We Learn from Our Mistakes

Do we really learn from mistakes or does failure eventually teach us to avoid the challenge and simply give up? Using functional magnetic resonance imaging, a team of cognitive neuroscientists, Stefano Palminteri, Mehdi Khamassi, Mateus Joffily, and Giorgio Coricelli found that given the chance to reflect on our mistakes, we can turn a failure into a positive rewarding experience. Their work published in the journal Nature showed that when an individual who made a mistake was given enough information to contextualize the choices he or she had made, the brain started to switch from an avoidance circuit into the positive reward-based track for learning.

With this recent finding in mind, one can look at a study published more than a year ago by Manu Kapur, head of the Learning Sciences Lab at the National Institute of Education of Singapore, in the journal Cognitive Science with a fresh perspective. The study entitled Productive Failure in Learning Math compares two ways to teach math. Both have a problem-solving phase and an instruction phase. In one way (referred as Productive Failure (PF) in the paper), students are asked to solve problems before receiving direct instruction while in the other (referred as Direct Instruction (DI) in the paper), students receive instruction first before being asked to solve problems. The labels can be misleading but it should be made clear that in both cases, there is direct instruction. Omitting this important piece can easily lead a person to draw an erroneous conclusion from this paper.

Part of Kapur's study (the comparison between what the paper labels as PF and DI) involves seventy five students currently enrolled in ninth grade in a private school in the national capital region of India. These students are given initially a math test ability to ensure that the students when randomly assigned to either PF or DI are indeed equivalent. The scores used are from the standardized exam that the students had taken at the end of eight grade. The mean scores for each group are identical, eighty five percent. These students are getting the right answer in more than eight out of ten questions. These are evidently students that perform very well in mathematics. This sample may therefore not be representative of a general student population, another important point that should be considered when reading this paper.

The specific topic covered in the study is how to calculate standard deviation and what this value represents. After the two phases, instruction and problem solving, an assessment is administered to measure procedural knowledge, conceptual understanding, and transfer. The results for this part of the study are summarized in the following graph:

Above graph drawn from data provided by
Kapur, M. (2014), Productive Failure in Learning Math. Cognitive Science, 38: 1008–1022. doi: 10.1111/cogs.12107

For procedural knowledge, both groups are scoring in the nineties.
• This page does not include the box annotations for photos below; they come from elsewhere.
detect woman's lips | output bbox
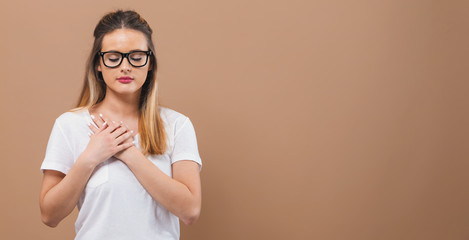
[117,77,133,83]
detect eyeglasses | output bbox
[98,50,151,68]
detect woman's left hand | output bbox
[90,114,134,160]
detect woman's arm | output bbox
[39,120,133,227]
[39,154,95,227]
[121,146,202,225]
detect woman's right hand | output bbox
[84,117,134,166]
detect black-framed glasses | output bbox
[98,50,151,68]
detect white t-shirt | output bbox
[41,107,202,240]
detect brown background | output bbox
[0,0,469,240]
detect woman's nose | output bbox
[121,58,132,72]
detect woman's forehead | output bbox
[101,28,148,52]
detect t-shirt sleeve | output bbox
[171,117,202,170]
[41,120,74,174]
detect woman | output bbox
[40,10,202,240]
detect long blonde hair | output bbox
[69,10,167,155]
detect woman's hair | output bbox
[70,10,167,155]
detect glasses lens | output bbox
[129,52,147,67]
[103,52,122,67]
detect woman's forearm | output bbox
[40,154,95,227]
[120,148,201,225]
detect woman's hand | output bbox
[85,115,134,165]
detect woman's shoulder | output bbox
[160,106,188,123]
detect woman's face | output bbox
[97,28,151,94]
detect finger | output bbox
[117,142,135,152]
[111,124,127,139]
[88,122,99,134]
[90,115,103,128]
[121,121,134,136]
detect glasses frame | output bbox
[98,50,152,68]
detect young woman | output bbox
[40,10,202,240]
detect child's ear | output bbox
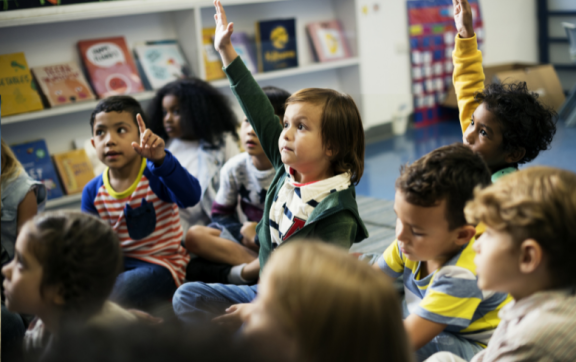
[456,225,476,245]
[519,239,544,274]
[504,147,526,163]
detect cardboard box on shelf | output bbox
[443,63,565,111]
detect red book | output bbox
[78,37,144,98]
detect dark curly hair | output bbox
[90,96,146,133]
[396,143,491,230]
[25,211,122,320]
[475,82,556,164]
[147,78,238,145]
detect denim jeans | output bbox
[110,257,176,311]
[172,282,258,324]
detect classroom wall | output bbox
[480,0,538,65]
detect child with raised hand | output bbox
[185,86,290,284]
[242,240,412,362]
[0,139,47,360]
[82,96,201,310]
[173,1,367,321]
[429,167,576,362]
[2,212,136,351]
[147,78,240,231]
[453,0,556,181]
[373,144,510,361]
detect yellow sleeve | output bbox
[452,34,484,133]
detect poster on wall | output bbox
[406,0,484,127]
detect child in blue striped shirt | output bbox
[374,144,510,361]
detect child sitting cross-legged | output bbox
[173,1,367,322]
[453,0,556,182]
[186,87,290,284]
[428,167,576,362]
[82,96,201,311]
[374,144,510,361]
[2,212,137,354]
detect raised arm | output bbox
[214,0,283,169]
[452,0,484,132]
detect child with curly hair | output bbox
[2,212,136,360]
[147,78,240,230]
[453,0,556,182]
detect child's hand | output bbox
[212,303,256,331]
[214,0,238,67]
[132,113,166,166]
[452,0,474,39]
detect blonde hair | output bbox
[0,139,24,182]
[464,166,576,286]
[286,88,364,185]
[262,241,411,362]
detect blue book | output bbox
[256,19,298,72]
[11,140,63,200]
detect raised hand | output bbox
[452,0,474,38]
[132,113,166,165]
[214,0,238,67]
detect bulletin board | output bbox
[407,0,484,127]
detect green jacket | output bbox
[224,57,368,271]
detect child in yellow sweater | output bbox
[452,0,556,182]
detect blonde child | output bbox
[242,240,412,362]
[429,167,576,362]
[0,139,46,360]
[173,1,367,321]
[2,212,136,351]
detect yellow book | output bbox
[0,53,44,116]
[53,149,94,195]
[202,28,226,80]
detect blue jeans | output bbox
[110,257,176,311]
[172,282,258,324]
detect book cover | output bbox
[306,20,352,62]
[202,28,226,81]
[0,53,44,116]
[10,140,62,200]
[134,40,190,89]
[256,19,298,72]
[52,149,95,195]
[230,32,258,74]
[32,62,96,107]
[78,37,144,98]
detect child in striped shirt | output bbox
[374,144,510,361]
[429,167,576,362]
[82,96,201,310]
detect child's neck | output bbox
[108,156,142,192]
[250,154,272,171]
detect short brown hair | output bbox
[465,166,576,287]
[23,211,122,319]
[261,240,412,362]
[286,88,364,185]
[396,143,491,230]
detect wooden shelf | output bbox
[46,193,82,210]
[2,58,360,125]
[0,0,281,28]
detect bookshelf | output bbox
[0,0,412,206]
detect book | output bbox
[134,40,190,89]
[10,140,62,200]
[202,28,226,81]
[52,149,95,195]
[0,53,44,116]
[306,20,352,62]
[78,37,144,98]
[32,62,96,107]
[256,18,298,72]
[230,31,258,74]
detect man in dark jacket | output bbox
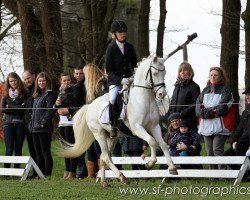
[73,66,88,179]
[105,20,137,138]
[22,70,37,177]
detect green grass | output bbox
[0,142,250,200]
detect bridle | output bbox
[132,61,166,93]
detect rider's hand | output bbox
[121,78,129,85]
[232,142,237,150]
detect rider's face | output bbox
[115,32,127,42]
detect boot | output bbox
[66,172,76,179]
[63,171,69,179]
[109,103,117,138]
[88,161,95,178]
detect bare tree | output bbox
[138,0,150,59]
[156,0,167,57]
[220,0,241,102]
[2,0,63,85]
[241,1,250,87]
[81,0,118,66]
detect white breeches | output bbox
[109,85,122,104]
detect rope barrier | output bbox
[0,103,241,110]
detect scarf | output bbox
[174,78,192,86]
[9,88,19,100]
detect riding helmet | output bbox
[111,20,128,33]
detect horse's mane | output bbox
[137,56,153,69]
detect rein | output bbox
[132,62,165,93]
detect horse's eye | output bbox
[153,71,158,76]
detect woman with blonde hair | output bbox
[196,66,234,169]
[168,61,200,130]
[2,72,27,168]
[83,63,104,103]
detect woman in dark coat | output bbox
[2,72,27,168]
[55,72,80,179]
[30,72,57,176]
[168,61,200,130]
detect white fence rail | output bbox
[97,156,250,185]
[0,156,44,181]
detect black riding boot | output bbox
[109,103,117,138]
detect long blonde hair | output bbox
[83,63,102,103]
[207,66,229,85]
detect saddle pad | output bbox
[100,104,127,124]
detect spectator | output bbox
[55,72,79,179]
[74,66,88,179]
[169,120,199,156]
[22,70,37,178]
[168,61,200,130]
[105,20,137,138]
[2,72,26,168]
[224,87,250,173]
[196,67,234,169]
[120,136,148,170]
[29,72,57,176]
[153,113,203,169]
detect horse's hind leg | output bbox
[100,156,110,187]
[96,132,127,187]
[107,137,129,184]
[133,125,157,170]
[153,126,178,175]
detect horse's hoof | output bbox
[101,181,110,188]
[169,167,178,175]
[145,161,154,170]
[120,174,129,185]
[121,177,129,185]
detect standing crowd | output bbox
[2,20,250,179]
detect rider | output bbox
[105,20,137,138]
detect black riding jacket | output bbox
[105,41,137,86]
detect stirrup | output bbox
[110,126,117,138]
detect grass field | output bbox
[0,141,250,200]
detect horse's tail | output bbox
[58,105,95,158]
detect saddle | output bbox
[100,85,134,136]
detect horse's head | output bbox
[146,57,167,99]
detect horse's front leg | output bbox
[133,125,157,170]
[152,125,178,175]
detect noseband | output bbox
[132,62,165,93]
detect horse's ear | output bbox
[153,56,157,63]
[163,55,168,62]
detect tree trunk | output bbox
[40,0,63,86]
[138,0,150,60]
[242,1,250,87]
[156,0,167,57]
[17,1,40,72]
[220,0,241,102]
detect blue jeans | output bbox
[3,123,25,168]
And as noted by Kapur, there is a probably a "ceiling effect". Students from either PF or DI are doing so well that this component of the assessment may not have been able to distinguish between the two groups. Students who either tried solving problems before being directly taught or provided instruction first before problems are obviously proficient in calculating standard deviations as shown in this assessment. This is perhaps an outcome of having only high performing students in the sample. This consideration is important as results may easily be dramatically different if the sample includes students who have been struggling in mathematics.
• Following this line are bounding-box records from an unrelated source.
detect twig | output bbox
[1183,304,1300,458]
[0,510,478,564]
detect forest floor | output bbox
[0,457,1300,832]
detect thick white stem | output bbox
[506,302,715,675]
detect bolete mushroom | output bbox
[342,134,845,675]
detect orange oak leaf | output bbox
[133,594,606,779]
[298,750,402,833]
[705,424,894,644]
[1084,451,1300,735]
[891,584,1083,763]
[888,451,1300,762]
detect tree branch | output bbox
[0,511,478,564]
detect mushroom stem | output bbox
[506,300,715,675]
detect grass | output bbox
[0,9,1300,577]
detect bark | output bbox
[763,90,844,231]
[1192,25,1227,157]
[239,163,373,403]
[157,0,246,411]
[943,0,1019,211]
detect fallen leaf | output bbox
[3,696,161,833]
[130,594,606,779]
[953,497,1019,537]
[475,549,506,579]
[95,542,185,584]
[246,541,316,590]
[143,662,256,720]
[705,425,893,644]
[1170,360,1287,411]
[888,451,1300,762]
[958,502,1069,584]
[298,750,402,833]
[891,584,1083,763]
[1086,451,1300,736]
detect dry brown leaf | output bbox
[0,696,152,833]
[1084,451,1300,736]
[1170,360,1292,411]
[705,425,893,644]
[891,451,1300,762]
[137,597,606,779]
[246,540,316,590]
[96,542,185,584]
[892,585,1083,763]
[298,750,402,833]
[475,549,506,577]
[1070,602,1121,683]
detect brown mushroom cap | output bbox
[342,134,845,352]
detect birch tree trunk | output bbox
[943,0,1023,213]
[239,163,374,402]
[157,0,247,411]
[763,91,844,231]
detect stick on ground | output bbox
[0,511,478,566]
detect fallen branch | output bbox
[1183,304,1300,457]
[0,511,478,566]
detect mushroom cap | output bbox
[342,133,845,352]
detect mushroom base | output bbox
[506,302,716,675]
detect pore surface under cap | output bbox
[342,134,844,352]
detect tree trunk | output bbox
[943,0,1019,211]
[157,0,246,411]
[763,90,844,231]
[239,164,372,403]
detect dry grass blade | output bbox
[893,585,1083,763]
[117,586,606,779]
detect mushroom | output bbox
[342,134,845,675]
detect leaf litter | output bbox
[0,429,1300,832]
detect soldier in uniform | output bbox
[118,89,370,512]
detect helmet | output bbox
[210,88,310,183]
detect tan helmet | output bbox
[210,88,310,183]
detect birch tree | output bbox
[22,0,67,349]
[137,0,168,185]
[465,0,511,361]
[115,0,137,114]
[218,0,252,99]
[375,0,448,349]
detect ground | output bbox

The other areas tested, conceptual and transfer, do indeed show an advantage of allowing students to struggle first before directly teaching them. In this case, students are clearly given the opportunity to collect what they already know in the problem solving case. Allowing for students to fail initially give them opportunities to see a lot more options including misconceptions. Thus, when direct instruction is provided later, these students are perhaps more able to see what is being taught through their own eyes and previous struggle. Students are probably not just hearing the lecture but actually listening to learn more about where they have gone wrong in their previous attempts. The students who are taught before attempting to solve problems have been guided to do things correctly and are therefore not given the chance to make their own mistakes. In a second part of the Kapur's study, a third group of students is included in which an opportunity to see other solutions including failed ones is provided. This opportunity however does not yield the same results as when the students themselves made the mistakes. It seems learning comes only from  one's mistakes, and not from seeing mistakes done by others.
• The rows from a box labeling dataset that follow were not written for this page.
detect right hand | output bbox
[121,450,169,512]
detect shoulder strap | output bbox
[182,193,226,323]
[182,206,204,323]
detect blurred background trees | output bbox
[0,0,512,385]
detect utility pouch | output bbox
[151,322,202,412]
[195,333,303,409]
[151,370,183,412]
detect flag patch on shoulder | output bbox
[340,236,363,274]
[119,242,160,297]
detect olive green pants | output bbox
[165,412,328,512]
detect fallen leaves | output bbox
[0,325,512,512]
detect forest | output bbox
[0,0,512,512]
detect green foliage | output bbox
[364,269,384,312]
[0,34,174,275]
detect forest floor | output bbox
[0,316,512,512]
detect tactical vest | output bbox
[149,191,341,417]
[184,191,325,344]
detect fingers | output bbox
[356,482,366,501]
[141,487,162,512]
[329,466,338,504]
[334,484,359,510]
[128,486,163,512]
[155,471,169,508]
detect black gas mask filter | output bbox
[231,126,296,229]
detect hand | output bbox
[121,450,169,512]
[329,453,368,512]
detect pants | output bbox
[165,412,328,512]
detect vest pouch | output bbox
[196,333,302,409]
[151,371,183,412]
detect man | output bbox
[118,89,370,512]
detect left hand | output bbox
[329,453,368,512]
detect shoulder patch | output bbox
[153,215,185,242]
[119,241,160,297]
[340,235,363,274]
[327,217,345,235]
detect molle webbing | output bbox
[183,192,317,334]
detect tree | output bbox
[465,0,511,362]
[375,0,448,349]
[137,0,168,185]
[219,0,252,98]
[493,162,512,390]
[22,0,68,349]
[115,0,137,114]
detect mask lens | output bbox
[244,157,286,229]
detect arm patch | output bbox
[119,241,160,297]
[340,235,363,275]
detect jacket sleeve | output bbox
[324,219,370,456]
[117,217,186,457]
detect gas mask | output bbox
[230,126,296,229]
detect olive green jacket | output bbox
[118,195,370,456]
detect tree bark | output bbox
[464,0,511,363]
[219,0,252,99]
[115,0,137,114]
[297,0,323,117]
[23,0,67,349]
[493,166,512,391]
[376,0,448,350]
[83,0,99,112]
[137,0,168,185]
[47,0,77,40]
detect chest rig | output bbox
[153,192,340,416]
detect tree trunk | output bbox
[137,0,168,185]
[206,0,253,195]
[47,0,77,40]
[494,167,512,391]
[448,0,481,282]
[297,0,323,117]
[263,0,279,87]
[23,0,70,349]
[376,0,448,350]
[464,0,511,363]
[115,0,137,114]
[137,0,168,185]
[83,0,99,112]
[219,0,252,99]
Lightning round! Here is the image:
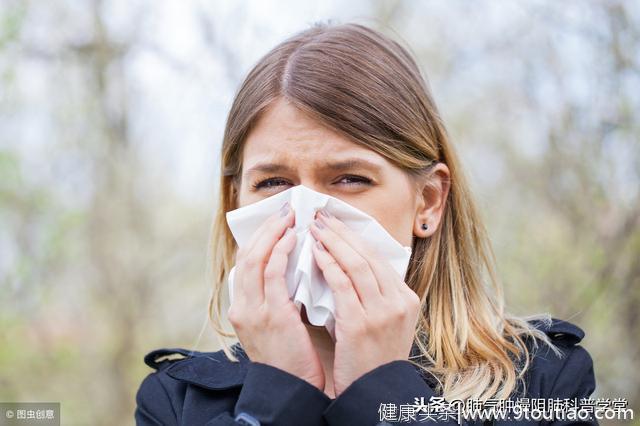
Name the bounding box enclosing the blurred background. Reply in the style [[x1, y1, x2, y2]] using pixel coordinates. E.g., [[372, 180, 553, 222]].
[[0, 0, 640, 425]]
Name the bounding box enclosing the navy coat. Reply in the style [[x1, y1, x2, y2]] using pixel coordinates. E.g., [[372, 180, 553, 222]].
[[135, 319, 598, 426]]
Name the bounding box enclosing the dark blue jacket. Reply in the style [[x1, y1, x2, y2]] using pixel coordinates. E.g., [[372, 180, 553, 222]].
[[135, 319, 598, 426]]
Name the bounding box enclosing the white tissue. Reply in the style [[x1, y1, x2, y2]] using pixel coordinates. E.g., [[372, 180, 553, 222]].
[[226, 185, 411, 341]]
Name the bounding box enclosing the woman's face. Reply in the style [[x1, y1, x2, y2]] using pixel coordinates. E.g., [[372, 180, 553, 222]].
[[238, 99, 446, 246]]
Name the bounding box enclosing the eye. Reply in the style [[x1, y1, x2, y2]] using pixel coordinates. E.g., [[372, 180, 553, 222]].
[[252, 175, 371, 191], [253, 178, 287, 190], [338, 175, 371, 186]]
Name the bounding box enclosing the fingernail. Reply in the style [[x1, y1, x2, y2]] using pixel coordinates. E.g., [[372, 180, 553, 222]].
[[280, 201, 289, 216]]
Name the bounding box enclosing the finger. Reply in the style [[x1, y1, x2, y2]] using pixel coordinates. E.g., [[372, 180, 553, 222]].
[[309, 215, 382, 309], [321, 215, 407, 297], [264, 228, 297, 306], [238, 203, 295, 306], [312, 241, 364, 320]]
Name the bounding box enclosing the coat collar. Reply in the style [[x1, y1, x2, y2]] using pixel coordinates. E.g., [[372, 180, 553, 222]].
[[162, 343, 430, 390], [166, 343, 251, 389], [158, 318, 584, 390]]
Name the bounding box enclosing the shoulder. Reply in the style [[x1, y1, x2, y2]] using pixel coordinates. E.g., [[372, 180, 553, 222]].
[[526, 318, 595, 398], [135, 348, 238, 424]]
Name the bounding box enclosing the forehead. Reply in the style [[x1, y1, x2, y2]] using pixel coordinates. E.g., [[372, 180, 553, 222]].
[[242, 101, 386, 170]]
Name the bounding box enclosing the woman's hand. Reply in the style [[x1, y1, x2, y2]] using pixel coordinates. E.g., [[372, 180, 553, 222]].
[[310, 213, 420, 397], [228, 203, 325, 390]]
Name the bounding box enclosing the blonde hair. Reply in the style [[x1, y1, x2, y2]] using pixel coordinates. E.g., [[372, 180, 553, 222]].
[[209, 23, 557, 400]]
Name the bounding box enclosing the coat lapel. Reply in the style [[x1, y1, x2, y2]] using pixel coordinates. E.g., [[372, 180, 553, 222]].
[[166, 343, 251, 389]]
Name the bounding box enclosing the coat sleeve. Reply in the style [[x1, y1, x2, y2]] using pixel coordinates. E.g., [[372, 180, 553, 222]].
[[323, 360, 468, 426]]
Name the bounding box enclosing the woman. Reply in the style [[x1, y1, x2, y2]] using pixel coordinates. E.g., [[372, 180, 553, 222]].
[[135, 24, 595, 426]]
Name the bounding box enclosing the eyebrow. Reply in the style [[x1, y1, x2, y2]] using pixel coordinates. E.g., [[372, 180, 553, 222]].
[[247, 158, 382, 175]]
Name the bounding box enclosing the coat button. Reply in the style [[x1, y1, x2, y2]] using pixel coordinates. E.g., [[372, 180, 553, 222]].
[[234, 412, 260, 426]]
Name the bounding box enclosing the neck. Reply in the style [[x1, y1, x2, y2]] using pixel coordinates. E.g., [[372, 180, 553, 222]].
[[305, 324, 335, 398]]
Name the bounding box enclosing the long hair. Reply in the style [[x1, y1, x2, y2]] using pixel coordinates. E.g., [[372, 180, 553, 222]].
[[208, 23, 556, 400]]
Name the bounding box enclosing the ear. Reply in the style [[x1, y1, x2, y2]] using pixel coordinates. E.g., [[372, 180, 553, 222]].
[[413, 163, 451, 238]]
Learning by discovery is indeed deeper. After all, this is what doctoral studies are about. A PhD student spends most of his or her time solving a problem that has never been solved by anyone. In Kapur's experiment, it is clear that when such an approach is applied to ninth grade students who are proficient in math, Productive Failure yields better outcomes in conceptual understanding. For a PhD student, there is a mentor who guides and helps. This phase is important so that mistakes can be correctly analyzed and understood. In Kapur's experiment, this is the role direct instruction plays. Reading this paper should not lead a teacher to embrace fully Productive Failure and apply it to every classroom. The students in this study are all proficient in the procedural component. In general, this is often not the case. The lack of procedural competence is especially true in the earlier years of education when a child is just beginning to learn multiplication and division. During these years, failure can also be very devastating especially when children are not really given the chance to learn from their mistakes.